But how many of us who read about the experiment in Switzerland involving impossibly fast particles called neutrinos knew what on earth these scientists had done – or what it meant? To find out, I called Jeff Forshaw, a professor of particle physics at the University of Manchester.
So, Jeff, why is this such a big deal?
If it were true, then it overturns Einstein's special theory of relativity, and in an interesting way. In Einstein's theory the speed of light is special. It is a cosmic speed limit. If something goes faster than the speed of light, then you've got the possibility of time travel.
What have these scientists done?
It's very simple. They've fired a beam of particles called neutrinos from a gun in Geneva which have smashed into an underground brick wall in Gran Sasso, 730km away. They've measured how far it is. They've measured how long it's taken, and it would appear to have travelled faster than the speed of light. They fire it out of a high-intensity proton source that produces a beam of neutrinos and smashes into a ton of bricks made out of photographic emulsion. It's very very hard to stop neutrinos. If you want to detect one you have to stop it. Make it interact with something.
How have they managed to fire it, catch it 730kms away, and measure its speed so accurately?
These are the things that they'll be nervous about. By my calculation, the neutrino would win the race by 18 metres, and a time of 60 nanoseconds. So they must know the distance between Cern and Gran Sasso to much better than 18 metres, and they must measure the time to much better then 60 nanoseconds.
I don't know exactly how they've done that. Of course there hasn't been an actual race. You would have to bore a hole all the way for the light beam to travel through. The neutrinos however can travel through the rock.
What exactly is this thing that's gone faster than the speed of light?
Neutrinos. They are tiny, very light particles that are produced very abundantly in the centre of the sun, although these ones weren't. They have a very tiny mass. The Nobel Prize for physics a few years ago was given to the person who proved their mass wasn't zero. It is much lighter even than the electron. They are a necessary by-product of the process which generates energy in the sun.
So why didn't Einstein know about these neutrinos?
In Einstein's time, in the early 20th century, understanding of elementary particles was rudimentary.
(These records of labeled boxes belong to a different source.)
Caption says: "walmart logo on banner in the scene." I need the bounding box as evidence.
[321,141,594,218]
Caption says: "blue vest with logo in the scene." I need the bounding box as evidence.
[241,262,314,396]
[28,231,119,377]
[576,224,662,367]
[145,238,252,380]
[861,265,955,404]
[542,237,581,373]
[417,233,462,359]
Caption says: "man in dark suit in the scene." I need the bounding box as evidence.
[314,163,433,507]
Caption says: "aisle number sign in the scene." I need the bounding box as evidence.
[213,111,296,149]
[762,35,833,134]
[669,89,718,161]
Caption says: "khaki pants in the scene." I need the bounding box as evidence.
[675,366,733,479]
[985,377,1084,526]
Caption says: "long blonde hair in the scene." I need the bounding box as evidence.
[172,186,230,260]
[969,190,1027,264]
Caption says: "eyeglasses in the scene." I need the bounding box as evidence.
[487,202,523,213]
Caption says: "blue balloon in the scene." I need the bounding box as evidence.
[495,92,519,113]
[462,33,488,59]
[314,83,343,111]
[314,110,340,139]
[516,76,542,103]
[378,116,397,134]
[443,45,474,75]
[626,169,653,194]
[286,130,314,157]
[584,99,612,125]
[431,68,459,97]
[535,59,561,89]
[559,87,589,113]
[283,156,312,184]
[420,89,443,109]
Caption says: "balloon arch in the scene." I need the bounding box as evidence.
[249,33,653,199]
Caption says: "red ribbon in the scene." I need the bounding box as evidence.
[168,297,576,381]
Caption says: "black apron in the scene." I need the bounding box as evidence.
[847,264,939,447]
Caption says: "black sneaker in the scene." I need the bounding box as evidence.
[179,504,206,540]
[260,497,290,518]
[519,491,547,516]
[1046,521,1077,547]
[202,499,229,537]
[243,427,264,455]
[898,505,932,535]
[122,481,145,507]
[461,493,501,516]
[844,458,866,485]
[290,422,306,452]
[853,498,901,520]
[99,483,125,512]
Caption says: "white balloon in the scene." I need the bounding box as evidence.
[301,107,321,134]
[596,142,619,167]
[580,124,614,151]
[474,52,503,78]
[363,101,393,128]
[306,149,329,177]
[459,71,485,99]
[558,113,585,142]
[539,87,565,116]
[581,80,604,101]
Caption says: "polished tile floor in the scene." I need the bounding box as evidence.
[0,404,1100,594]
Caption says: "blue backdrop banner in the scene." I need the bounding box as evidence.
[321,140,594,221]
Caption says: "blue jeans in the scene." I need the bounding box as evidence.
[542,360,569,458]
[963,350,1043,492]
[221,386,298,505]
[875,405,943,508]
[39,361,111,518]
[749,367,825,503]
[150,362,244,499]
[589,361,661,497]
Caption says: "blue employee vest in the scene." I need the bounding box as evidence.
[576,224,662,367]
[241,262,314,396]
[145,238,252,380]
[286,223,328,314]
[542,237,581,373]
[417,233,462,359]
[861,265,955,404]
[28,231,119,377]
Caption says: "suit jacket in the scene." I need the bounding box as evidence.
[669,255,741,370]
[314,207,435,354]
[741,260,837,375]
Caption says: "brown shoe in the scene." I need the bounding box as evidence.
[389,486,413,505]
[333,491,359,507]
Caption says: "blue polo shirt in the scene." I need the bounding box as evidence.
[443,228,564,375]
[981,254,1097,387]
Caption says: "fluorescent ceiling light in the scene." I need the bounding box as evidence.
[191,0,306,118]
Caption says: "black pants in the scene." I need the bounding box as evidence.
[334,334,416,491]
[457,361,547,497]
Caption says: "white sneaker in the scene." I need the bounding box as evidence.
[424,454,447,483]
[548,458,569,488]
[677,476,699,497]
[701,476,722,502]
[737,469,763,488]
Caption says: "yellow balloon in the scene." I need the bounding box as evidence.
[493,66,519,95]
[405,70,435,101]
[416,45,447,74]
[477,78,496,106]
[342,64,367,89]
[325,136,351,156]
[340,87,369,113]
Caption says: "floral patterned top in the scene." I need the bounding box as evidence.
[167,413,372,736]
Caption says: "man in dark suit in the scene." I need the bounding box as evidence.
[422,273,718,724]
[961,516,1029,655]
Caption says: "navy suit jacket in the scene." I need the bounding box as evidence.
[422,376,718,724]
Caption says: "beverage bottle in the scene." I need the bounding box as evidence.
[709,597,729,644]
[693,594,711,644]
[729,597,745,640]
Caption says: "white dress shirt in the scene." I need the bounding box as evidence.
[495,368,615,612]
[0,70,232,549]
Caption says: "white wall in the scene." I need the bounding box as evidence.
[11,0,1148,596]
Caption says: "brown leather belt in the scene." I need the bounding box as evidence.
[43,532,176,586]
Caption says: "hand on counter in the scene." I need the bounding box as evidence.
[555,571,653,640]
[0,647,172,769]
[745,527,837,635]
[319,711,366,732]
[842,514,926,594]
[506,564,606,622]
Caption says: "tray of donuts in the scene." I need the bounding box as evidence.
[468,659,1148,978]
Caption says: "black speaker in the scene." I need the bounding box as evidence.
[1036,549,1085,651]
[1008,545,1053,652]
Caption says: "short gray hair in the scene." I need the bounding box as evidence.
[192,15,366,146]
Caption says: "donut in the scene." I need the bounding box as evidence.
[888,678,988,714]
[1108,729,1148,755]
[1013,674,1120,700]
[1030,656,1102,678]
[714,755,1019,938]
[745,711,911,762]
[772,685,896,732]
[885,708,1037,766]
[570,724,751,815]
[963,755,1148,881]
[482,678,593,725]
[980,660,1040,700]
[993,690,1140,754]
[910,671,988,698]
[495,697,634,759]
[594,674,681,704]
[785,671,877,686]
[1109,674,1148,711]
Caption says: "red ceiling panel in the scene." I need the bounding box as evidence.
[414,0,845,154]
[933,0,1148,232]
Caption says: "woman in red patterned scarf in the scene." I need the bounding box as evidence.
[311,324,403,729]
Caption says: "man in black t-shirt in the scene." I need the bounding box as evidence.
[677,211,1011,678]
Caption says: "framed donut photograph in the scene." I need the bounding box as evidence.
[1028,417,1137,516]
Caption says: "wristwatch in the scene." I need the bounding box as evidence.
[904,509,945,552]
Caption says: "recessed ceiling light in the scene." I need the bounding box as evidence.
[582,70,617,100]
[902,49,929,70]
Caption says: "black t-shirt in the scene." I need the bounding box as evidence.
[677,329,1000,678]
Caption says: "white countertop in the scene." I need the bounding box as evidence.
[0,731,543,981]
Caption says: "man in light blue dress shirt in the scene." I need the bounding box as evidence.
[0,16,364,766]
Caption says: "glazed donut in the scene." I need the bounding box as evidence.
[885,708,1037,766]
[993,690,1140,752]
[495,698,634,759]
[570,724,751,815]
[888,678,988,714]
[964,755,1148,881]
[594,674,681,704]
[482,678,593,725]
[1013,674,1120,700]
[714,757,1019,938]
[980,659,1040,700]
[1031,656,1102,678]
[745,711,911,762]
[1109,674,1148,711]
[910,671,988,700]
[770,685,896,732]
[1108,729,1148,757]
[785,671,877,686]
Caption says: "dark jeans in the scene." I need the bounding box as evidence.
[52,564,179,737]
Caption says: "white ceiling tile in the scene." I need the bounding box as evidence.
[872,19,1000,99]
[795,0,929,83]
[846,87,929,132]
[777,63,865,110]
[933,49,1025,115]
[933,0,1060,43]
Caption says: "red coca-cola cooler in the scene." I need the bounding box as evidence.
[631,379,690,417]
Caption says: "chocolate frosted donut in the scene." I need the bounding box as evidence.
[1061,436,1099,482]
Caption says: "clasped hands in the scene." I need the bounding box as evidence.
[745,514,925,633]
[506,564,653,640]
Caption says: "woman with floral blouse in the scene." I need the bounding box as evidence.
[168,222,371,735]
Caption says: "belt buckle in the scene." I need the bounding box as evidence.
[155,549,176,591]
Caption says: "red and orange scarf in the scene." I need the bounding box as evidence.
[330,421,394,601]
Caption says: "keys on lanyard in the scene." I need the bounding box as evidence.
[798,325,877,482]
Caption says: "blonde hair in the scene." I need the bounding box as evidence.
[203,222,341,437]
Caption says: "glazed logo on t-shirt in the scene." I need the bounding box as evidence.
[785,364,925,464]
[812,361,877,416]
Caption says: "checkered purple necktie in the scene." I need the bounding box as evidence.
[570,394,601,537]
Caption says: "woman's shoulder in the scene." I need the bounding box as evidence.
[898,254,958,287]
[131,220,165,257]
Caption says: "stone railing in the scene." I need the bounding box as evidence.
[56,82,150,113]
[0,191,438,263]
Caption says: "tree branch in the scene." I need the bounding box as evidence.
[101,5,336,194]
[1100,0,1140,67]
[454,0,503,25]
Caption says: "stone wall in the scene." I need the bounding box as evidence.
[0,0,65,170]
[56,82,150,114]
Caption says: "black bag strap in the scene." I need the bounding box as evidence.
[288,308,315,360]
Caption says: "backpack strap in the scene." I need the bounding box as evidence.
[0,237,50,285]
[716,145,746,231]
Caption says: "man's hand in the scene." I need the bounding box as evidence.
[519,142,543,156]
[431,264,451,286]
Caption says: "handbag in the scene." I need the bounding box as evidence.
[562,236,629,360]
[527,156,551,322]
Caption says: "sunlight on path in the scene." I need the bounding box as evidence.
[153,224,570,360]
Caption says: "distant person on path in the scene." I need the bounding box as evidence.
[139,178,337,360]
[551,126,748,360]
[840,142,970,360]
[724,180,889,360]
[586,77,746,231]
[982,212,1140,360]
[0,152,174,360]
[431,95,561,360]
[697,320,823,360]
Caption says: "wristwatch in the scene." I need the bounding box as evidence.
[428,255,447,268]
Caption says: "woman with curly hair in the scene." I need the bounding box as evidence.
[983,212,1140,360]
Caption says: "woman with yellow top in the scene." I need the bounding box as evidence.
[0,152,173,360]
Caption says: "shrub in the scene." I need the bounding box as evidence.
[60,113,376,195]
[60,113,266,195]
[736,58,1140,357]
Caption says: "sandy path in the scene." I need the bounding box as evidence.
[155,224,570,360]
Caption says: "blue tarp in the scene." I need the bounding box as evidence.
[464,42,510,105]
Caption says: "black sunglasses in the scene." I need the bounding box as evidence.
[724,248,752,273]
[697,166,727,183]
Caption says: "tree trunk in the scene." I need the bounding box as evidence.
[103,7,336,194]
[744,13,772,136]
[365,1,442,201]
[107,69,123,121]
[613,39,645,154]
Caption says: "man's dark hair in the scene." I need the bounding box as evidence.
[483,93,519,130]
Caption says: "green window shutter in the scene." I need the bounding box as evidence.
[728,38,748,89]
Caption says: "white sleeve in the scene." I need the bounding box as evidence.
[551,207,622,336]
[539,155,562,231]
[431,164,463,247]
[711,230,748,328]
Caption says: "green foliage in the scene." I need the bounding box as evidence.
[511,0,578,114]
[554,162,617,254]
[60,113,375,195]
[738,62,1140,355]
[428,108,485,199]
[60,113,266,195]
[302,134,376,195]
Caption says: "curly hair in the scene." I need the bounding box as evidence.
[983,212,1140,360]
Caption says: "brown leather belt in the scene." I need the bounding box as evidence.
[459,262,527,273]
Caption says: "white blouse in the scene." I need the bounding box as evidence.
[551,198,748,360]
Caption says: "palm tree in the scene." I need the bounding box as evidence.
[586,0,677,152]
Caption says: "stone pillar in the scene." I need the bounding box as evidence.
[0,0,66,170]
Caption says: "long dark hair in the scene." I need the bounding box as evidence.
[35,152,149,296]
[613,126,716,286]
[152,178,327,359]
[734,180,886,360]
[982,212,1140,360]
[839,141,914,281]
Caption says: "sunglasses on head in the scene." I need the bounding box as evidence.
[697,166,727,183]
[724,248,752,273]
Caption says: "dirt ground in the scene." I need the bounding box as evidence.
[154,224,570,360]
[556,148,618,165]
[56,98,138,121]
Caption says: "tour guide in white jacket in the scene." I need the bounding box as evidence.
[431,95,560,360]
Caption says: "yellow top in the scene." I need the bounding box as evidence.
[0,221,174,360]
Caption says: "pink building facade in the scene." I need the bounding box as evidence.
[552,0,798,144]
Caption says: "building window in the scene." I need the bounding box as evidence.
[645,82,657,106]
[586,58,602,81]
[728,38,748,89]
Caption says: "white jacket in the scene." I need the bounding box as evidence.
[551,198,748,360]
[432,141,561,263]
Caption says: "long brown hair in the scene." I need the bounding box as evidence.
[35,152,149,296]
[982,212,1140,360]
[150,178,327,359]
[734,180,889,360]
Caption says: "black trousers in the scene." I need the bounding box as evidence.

So what would he make of all this?
I don't think he'd be so arrogant as to think his ideas were set in stone. We do have a problem with relativity theory and gravity, for example. Everything's not done-and-dusted in theoretical physics, though you'd have been hard-pressed to find anybody who thought this experiment would have disproved it all.
So why can't something go faster than the speed of light?
Because it would violate the laws of cause and effect. Something could go back in time and witness the moment of its own creation.
But these neutrinos have only gone a little bit faster than the speed of light. Wouldn't you have to go a lot faster to do that?
No, not strictly, no. It would take a long time to get there, because you're only going that little bit faster. You might well die of old age before you did. But the idea is that, as soon as you start travelling faster than the speed of light, you are moving through time.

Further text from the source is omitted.